Q: Woodward and Bernstein were a study in contrasts.

A: That's what made the movie exciting and dramatic for me. One guy was a Jew, the other was a WASP. One was a Republican, the other a liberal. They didn't much like each other, but they had to work together. I developed the project over 3-1/2 years. I started it when few people were talking about Watergate. Later, I spent a lot of time with the two journalists. By that time they were working beautifully together.

spinner image Dustin Hoffman and Robert Redford in All the President's Men
Dustin Hoffman and Robert Redford (as Washington Post reporters Carl Bernstein and Bob Woodward) investigate Watergate in the 1976 film "All the President's Men."
Everett Collection

Q: Were they surprised when you said you wanted to make a movie about them?

A: At first they refused to meet me. I found out later they thought they were being set up.

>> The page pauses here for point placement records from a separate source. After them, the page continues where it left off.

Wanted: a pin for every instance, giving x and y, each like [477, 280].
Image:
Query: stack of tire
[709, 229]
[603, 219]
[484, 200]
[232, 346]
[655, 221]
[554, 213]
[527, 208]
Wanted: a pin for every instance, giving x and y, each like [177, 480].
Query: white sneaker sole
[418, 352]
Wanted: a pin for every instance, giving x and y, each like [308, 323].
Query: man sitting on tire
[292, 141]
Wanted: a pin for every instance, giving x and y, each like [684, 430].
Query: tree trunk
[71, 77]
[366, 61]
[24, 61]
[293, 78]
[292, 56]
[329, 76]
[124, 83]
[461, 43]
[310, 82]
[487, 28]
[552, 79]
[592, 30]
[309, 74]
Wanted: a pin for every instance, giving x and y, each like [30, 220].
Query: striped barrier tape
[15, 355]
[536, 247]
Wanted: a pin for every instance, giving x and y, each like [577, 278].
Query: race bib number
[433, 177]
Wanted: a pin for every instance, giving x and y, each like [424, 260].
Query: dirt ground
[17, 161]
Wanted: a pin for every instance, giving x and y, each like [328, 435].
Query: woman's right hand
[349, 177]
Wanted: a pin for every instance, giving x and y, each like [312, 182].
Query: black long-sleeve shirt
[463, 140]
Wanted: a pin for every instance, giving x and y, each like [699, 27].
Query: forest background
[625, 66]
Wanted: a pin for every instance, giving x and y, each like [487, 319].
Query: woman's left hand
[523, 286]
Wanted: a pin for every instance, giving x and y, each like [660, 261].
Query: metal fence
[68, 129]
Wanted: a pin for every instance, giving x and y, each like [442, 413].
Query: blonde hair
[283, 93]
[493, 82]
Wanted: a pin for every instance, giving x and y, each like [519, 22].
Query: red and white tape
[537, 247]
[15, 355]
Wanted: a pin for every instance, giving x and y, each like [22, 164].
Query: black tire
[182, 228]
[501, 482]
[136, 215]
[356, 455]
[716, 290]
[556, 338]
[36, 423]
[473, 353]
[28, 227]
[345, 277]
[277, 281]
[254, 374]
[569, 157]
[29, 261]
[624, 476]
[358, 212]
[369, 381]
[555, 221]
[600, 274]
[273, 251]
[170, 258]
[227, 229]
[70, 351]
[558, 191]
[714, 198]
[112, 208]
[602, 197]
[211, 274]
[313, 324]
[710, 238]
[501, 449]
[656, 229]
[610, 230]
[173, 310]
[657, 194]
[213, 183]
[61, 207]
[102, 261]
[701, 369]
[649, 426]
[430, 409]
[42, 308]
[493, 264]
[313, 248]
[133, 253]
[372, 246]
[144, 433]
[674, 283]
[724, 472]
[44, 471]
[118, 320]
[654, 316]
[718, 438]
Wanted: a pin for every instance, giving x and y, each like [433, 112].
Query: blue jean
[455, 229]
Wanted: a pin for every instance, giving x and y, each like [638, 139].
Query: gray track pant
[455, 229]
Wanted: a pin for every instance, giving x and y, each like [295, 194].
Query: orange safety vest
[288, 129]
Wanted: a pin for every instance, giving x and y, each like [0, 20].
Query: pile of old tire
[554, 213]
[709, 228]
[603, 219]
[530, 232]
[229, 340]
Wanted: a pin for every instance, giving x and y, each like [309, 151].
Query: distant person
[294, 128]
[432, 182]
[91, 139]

They apologized and said, "We didn't think it was you." They knew they were under surveillance, but they didn't let up. What they did was totally heroic. It was journalism as a path to the truth. You don't see much of that today. I was so proud and so happy to make a film that celebrates how important journalism is and how it proved itself by hard work. Hard, truthful work by these two lowly journalists was able to undermine the top level of the U.S.: the president.

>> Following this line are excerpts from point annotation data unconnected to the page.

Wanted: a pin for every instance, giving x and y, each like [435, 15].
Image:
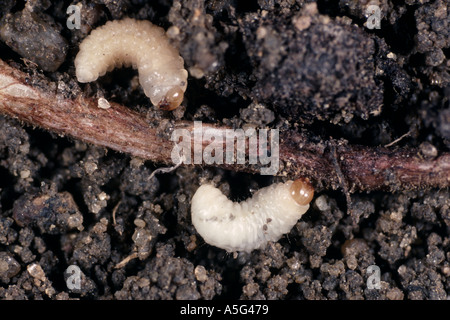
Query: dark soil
[260, 63]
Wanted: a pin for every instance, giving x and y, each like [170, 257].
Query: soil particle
[36, 37]
[266, 64]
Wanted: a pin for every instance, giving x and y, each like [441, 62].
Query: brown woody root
[356, 168]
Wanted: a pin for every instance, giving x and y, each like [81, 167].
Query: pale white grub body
[142, 45]
[248, 225]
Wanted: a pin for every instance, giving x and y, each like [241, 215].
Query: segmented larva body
[142, 45]
[249, 225]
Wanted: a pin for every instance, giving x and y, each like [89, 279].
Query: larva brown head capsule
[172, 99]
[302, 191]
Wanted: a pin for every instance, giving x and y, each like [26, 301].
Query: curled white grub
[142, 45]
[249, 225]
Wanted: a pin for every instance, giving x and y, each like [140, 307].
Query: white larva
[142, 45]
[249, 225]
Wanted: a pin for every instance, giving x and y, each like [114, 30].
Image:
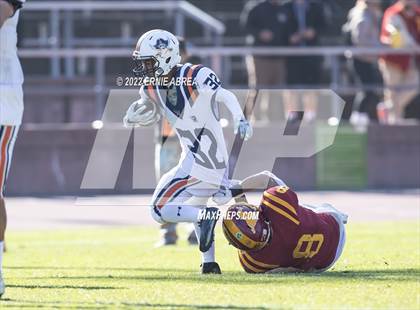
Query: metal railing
[215, 54]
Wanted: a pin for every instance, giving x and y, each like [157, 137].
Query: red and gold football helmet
[245, 232]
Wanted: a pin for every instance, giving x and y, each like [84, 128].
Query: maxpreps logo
[229, 215]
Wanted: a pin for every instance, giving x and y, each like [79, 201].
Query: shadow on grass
[112, 305]
[241, 278]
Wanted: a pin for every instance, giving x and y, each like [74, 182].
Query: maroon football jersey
[300, 239]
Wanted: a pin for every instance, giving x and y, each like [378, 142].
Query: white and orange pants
[8, 136]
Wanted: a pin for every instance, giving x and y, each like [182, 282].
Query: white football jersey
[11, 75]
[193, 113]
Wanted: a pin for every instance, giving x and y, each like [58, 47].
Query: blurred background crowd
[376, 86]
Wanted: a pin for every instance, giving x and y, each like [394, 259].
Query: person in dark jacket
[265, 23]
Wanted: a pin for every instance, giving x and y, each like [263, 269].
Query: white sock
[209, 256]
[1, 256]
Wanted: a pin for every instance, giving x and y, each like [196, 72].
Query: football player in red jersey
[287, 236]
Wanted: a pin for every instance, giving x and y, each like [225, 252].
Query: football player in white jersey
[11, 102]
[189, 99]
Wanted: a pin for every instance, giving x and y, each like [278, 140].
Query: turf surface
[119, 268]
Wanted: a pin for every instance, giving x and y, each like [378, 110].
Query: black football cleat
[210, 268]
[207, 224]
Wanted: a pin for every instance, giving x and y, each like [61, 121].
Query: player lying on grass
[192, 109]
[287, 236]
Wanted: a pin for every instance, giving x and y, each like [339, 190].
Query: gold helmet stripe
[260, 264]
[278, 210]
[241, 237]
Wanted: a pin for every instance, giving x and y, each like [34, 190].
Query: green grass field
[119, 268]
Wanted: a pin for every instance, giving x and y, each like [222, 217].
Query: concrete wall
[50, 161]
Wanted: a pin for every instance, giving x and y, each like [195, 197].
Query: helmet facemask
[247, 235]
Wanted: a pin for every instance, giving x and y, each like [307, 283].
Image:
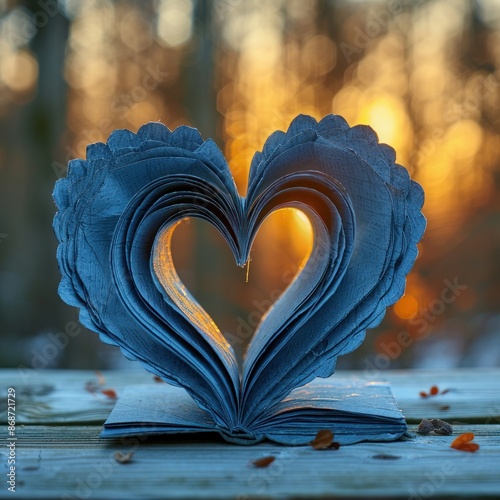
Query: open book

Q: Considering it was made in the era of audience-pleasers like Jaws and Rocky, did the film's success surprise you?

A: I don't think anybody expected Watergate to get as big as it did. The movie followed that trend. It got a lot of attention. Probably too much. People entered journalism school thinking, "Hey, maybe a movie could be made about us, too." What these two reporters did was a moment in time. Can that moment ever come back? I don't think so.

Q: Why couldn't it happen again?

A: Journalism has changed tremendously because of the democratization of information. Anybody can put something up on the Internet. It's harder and harder to find what the truth is. When you have barking dogs on TV that are so extremely to the right, lying right to your face and with such conviction, someone tuning in thinks, hey, this is what the truth is. When I was younger, you had to get two people to go on record before you could quote a source. That's gone. What took it away was the effort to compete. You had to scoop. Sometimes you couldn't wait around to do things the ethical way.

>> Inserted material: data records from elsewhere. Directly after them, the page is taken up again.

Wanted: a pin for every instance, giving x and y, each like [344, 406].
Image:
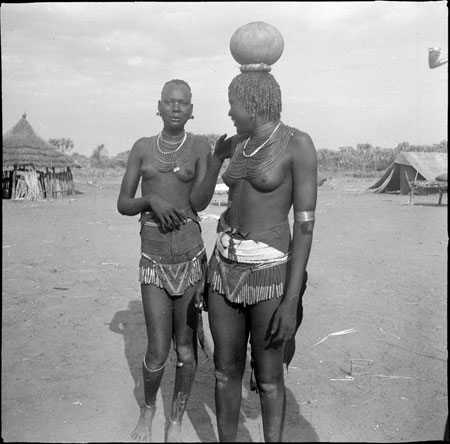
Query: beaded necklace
[249, 167]
[261, 146]
[170, 158]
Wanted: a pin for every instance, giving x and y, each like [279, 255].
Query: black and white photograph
[224, 222]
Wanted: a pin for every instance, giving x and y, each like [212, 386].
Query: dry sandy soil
[74, 336]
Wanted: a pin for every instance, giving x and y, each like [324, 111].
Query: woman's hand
[169, 216]
[222, 148]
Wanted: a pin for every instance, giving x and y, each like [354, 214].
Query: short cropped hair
[259, 92]
[177, 82]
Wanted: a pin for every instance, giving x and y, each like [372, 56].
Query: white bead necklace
[261, 146]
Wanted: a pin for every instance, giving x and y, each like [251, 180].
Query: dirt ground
[73, 334]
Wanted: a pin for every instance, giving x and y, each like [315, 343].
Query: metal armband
[304, 216]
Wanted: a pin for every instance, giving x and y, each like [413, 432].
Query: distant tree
[99, 156]
[63, 145]
[122, 158]
[81, 159]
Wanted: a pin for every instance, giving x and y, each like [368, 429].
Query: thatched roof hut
[32, 167]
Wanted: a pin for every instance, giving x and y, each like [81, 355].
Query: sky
[350, 73]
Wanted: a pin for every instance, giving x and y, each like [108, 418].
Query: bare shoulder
[140, 147]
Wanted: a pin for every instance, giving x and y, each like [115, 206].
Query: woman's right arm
[204, 191]
[127, 204]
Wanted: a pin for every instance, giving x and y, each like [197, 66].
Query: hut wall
[30, 184]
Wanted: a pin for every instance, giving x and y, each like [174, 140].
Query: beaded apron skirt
[247, 271]
[172, 260]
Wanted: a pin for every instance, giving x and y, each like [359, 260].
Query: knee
[269, 388]
[185, 354]
[221, 378]
[155, 361]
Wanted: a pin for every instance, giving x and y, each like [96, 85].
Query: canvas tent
[32, 167]
[409, 167]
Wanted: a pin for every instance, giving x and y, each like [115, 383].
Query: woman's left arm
[304, 196]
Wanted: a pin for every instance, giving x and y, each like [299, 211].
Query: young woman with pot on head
[257, 272]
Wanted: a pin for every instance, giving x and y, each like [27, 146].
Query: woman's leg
[230, 335]
[158, 319]
[268, 362]
[185, 344]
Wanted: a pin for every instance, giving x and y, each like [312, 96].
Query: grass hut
[33, 168]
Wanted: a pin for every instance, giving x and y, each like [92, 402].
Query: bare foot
[143, 431]
[174, 432]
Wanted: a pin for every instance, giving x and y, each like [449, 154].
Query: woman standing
[257, 269]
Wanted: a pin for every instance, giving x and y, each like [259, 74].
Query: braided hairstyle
[259, 92]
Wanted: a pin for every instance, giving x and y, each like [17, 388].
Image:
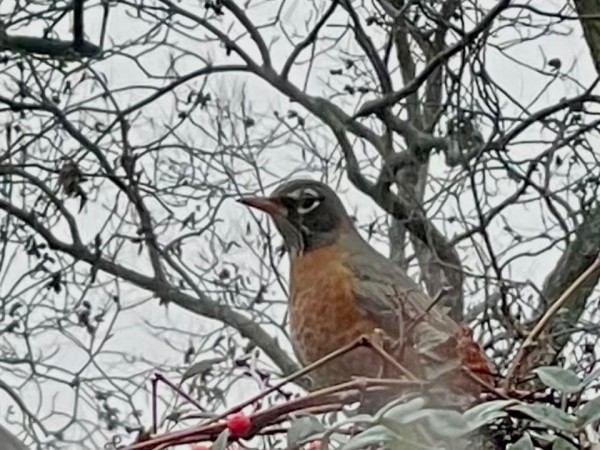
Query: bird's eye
[307, 204]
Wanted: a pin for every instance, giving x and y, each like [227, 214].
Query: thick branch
[579, 255]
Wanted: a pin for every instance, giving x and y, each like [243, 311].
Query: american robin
[342, 289]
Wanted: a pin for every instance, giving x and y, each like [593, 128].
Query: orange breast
[323, 313]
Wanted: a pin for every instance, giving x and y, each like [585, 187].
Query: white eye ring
[307, 204]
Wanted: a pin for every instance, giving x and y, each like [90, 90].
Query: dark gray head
[307, 213]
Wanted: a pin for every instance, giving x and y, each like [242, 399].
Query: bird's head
[307, 213]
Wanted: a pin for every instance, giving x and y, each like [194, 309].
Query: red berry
[239, 425]
[199, 447]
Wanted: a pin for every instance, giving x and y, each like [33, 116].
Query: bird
[341, 290]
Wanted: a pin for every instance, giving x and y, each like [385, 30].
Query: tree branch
[201, 305]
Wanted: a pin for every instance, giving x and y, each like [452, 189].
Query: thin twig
[529, 342]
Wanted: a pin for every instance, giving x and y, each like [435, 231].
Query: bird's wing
[402, 309]
[390, 297]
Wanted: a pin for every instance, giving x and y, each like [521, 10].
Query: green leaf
[562, 380]
[547, 414]
[440, 422]
[302, 428]
[371, 436]
[485, 413]
[522, 444]
[397, 411]
[588, 413]
[591, 377]
[562, 444]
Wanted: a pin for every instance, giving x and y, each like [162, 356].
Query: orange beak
[266, 204]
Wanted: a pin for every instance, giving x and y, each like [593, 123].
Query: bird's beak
[266, 204]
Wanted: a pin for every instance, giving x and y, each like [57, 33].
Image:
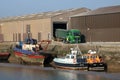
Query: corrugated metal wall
[97, 28]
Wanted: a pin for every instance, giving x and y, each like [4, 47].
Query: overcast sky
[10, 8]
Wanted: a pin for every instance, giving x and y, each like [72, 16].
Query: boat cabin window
[72, 57]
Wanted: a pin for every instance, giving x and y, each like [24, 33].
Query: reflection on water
[20, 72]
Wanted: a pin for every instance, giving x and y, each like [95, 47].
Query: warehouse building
[100, 25]
[40, 26]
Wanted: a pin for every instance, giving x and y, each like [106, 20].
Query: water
[24, 72]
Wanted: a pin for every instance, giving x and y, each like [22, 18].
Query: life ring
[74, 60]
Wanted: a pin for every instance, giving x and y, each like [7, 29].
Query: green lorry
[68, 36]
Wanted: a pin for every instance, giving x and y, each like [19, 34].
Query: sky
[10, 8]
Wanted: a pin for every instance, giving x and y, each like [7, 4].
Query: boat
[72, 60]
[95, 61]
[4, 55]
[29, 52]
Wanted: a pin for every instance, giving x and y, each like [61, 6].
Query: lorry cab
[73, 36]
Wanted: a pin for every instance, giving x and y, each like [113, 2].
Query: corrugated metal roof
[103, 10]
[40, 15]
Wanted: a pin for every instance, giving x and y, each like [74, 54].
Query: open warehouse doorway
[58, 25]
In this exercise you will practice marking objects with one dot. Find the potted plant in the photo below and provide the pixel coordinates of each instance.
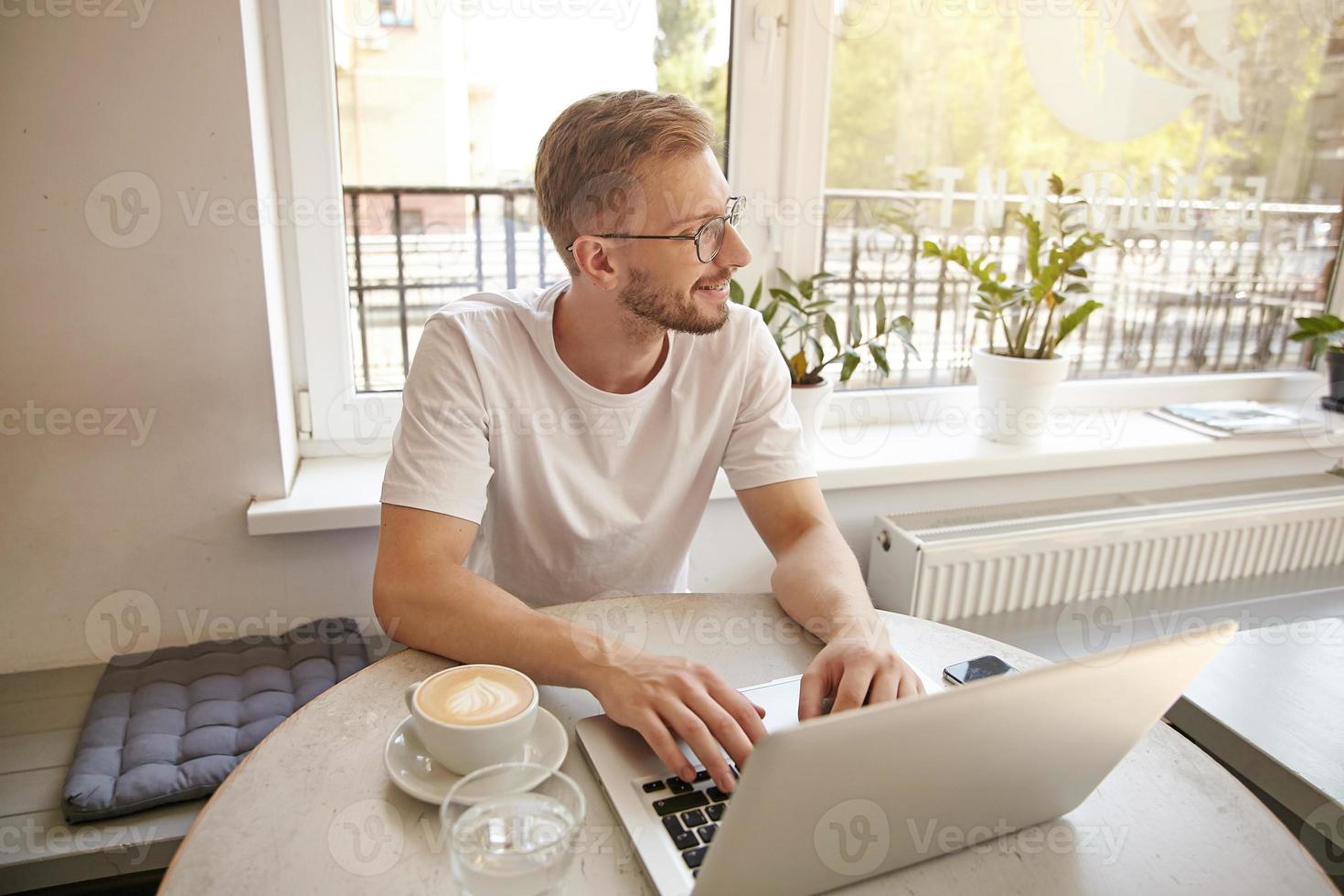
(1017, 380)
(798, 320)
(1326, 334)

Q: Your next film is a TV documentary commissioned by the Discovery Channel called All the President's Men Revisited.

A: I'm very proud of it. It threads together scenes from All the President's Men with clips of Woodward and Bernstein, plus archival footage no one's ever seen of Nixon in the Oval Office saying things like, "What are we going to do about the Jews?" "How do we stop this Watergate thing?" How this man recorded his own mistakes thinking he was going to be this fabulous historical figure is beyond me. It showed how delusional he was.

Q: You said journalism has changed. Has politics changed along with it?

A: A key point in the documentary is the Senate hearings. There's a moral tone to those hearings: Both sides of the aisle, the Republicans and the Democrats, were trying to get to the truth. That would never happen today. First, there'd be no hearings. Secondly, they'd be fighting. The Republicans would never want to be part of looking for the truth, because their lies might be exposed.

Q: Is the documentary more of an exposé than the movie?

A: Actually, it's subtle about how journalism has changed. It doesn't come right out and say things were different then. There are people in it like Jon Stewart, Tom Brokaw and Joe Scarborough talking about how they remember Watergate, but we leave it to the audience to decide, if they want to, how journalism has changed.

Q: Your next movie, All Is Lost, comes out this September.

A: It's about what a man has to go through when there's a giant storm in the Indian Ocean. I'm the only actor, and there's no dialogue. It was really grueling. I enjoyed it because I really had to put myself out there.